Walk that line
February 26, 2009
Democratic gubernatorial candidate Kim McMillan in the Memphis Flyer:
In the course of a two-hour conversation, McMillan ran the gamut of subjects from tax strategy (“We have to live within our means; people in Tennessee are not ready to change our system of taxation”), to the importance of having got an early start (she was the first gubernatorial candidate to announce, in mid-2008), to the necessity of creating a network of small donors (à la the presidential campaign of Barack Obama).
She talked about her experience as a two-term majority leader in the House and the challenges of dealing with a small group of people who, as elected officials themselves, have egos and developed agendas (“It’s not easy to convince people like that that you’re the one who ought to be in charge”).

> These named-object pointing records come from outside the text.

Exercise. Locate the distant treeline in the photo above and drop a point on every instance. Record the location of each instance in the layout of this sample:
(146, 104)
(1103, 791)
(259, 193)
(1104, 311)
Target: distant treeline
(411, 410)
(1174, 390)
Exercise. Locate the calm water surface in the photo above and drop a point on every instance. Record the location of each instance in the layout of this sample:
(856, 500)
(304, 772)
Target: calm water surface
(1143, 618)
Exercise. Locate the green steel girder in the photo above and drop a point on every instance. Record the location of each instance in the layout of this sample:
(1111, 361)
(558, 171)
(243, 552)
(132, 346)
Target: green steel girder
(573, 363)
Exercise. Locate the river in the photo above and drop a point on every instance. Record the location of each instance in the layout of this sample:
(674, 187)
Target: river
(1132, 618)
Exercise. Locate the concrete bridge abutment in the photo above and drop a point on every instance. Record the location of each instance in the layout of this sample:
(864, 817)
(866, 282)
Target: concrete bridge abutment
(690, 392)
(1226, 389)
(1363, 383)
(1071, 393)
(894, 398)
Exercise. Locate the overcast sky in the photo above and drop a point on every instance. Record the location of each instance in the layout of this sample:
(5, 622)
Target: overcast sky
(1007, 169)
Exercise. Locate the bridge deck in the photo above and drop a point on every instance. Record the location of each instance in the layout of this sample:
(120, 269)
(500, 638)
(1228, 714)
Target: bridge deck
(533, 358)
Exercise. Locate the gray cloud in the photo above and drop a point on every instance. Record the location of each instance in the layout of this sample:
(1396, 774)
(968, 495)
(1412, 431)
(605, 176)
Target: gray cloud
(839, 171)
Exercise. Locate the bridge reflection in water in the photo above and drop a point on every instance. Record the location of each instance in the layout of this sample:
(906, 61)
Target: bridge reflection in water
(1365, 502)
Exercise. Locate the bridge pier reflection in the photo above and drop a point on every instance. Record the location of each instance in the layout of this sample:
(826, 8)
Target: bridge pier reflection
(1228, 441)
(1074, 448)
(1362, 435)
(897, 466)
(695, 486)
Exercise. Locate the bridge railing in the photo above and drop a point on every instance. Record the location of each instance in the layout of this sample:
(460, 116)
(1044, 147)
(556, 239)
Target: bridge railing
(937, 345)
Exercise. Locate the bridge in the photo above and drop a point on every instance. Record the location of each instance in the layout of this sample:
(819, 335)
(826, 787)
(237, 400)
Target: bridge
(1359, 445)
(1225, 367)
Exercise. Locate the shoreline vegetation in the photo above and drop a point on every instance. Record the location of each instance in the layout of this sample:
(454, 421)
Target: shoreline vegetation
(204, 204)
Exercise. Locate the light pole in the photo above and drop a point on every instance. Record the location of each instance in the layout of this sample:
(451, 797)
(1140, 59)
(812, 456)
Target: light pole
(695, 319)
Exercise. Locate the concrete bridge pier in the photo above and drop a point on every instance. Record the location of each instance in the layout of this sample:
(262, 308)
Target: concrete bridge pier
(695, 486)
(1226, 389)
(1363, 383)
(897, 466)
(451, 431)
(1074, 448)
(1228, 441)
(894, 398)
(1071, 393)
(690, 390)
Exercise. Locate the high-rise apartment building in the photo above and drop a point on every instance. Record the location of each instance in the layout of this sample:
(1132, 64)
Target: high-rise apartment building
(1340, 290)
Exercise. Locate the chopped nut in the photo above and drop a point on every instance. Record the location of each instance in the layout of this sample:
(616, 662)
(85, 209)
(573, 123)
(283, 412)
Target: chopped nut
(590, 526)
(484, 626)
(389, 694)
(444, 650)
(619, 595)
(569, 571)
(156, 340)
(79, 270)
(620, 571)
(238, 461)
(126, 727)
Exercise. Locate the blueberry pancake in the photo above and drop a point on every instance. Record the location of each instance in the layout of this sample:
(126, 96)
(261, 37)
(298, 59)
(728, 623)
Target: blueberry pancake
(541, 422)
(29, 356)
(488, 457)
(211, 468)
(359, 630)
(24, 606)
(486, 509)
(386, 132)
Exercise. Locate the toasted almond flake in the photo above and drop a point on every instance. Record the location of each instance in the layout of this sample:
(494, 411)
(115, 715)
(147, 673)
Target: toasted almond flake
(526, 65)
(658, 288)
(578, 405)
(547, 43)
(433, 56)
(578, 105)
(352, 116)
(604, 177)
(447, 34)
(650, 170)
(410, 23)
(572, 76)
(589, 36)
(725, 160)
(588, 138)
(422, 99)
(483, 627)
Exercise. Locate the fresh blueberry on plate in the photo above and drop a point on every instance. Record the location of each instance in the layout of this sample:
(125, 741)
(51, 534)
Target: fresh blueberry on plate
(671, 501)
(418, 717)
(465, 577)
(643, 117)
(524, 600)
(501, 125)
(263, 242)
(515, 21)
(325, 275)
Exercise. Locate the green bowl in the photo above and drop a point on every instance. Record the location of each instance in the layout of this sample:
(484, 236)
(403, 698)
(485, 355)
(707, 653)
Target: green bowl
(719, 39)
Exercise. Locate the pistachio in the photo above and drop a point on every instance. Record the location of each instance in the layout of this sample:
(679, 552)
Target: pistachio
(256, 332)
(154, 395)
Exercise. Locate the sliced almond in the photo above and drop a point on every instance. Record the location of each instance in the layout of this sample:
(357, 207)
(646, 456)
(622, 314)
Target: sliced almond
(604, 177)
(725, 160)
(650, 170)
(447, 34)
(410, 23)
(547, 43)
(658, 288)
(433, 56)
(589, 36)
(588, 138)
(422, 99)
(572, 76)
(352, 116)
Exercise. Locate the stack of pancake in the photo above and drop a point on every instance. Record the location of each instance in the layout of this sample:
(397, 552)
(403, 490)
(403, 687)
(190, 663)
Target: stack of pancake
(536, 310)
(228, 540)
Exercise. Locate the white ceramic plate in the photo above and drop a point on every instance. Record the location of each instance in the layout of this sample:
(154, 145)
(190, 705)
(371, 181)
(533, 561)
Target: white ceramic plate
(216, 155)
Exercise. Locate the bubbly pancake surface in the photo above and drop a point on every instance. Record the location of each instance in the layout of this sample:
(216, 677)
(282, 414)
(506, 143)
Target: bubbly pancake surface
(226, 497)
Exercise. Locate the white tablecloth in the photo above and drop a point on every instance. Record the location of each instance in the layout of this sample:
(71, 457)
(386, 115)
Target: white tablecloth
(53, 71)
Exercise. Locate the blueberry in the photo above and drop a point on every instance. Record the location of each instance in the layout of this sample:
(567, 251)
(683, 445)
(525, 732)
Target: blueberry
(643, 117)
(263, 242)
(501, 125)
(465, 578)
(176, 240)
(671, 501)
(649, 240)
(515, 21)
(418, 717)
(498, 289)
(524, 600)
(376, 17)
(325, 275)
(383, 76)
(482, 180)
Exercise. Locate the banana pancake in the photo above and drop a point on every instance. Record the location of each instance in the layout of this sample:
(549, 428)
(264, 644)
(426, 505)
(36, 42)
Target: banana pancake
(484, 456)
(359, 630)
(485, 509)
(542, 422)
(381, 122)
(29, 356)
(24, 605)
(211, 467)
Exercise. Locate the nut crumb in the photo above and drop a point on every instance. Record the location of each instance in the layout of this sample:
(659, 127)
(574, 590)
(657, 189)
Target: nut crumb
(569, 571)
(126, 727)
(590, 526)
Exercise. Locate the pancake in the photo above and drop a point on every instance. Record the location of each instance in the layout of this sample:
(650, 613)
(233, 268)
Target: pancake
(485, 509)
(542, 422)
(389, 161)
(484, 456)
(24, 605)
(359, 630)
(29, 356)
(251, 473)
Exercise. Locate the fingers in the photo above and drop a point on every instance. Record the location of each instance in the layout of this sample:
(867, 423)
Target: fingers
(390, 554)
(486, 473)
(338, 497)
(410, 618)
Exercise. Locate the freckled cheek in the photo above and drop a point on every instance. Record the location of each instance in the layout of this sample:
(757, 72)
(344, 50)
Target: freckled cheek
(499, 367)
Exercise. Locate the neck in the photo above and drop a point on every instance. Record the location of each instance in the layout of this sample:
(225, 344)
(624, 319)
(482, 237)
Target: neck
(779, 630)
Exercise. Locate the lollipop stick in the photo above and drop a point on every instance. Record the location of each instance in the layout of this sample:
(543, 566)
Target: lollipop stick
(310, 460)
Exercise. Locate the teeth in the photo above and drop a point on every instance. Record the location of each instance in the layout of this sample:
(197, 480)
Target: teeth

And McMillan noted the two recent instances in which she successfully walked a tightrope between embittered Democratic factions — when former state senator Rosalind Kurita, also of Clarksville, was opposed by fellow Democrat Tim Barnes in last year’s election; and, more recently, when rank-and-file candidate Chip Forrester took on the establishment-backed Charles Robert Bone to get elected as state Democratic chairman. It was clear indeed that one of McMillan’s gifts is that of conciliation, and, while the Democrats who heard her out last week were maintaining a wait-and-see attitude toward a not yet complete gubernatorial field, she at the very least held her place in line.
Indeed, during the Senate dust-up McMillan was neither here nor there promoting Barnes or bashing Kurita. That seems like a good balancing act given that she’s from Clarksville- the nucleus of the 22nd Senate District which Barnes wrested from Kurita.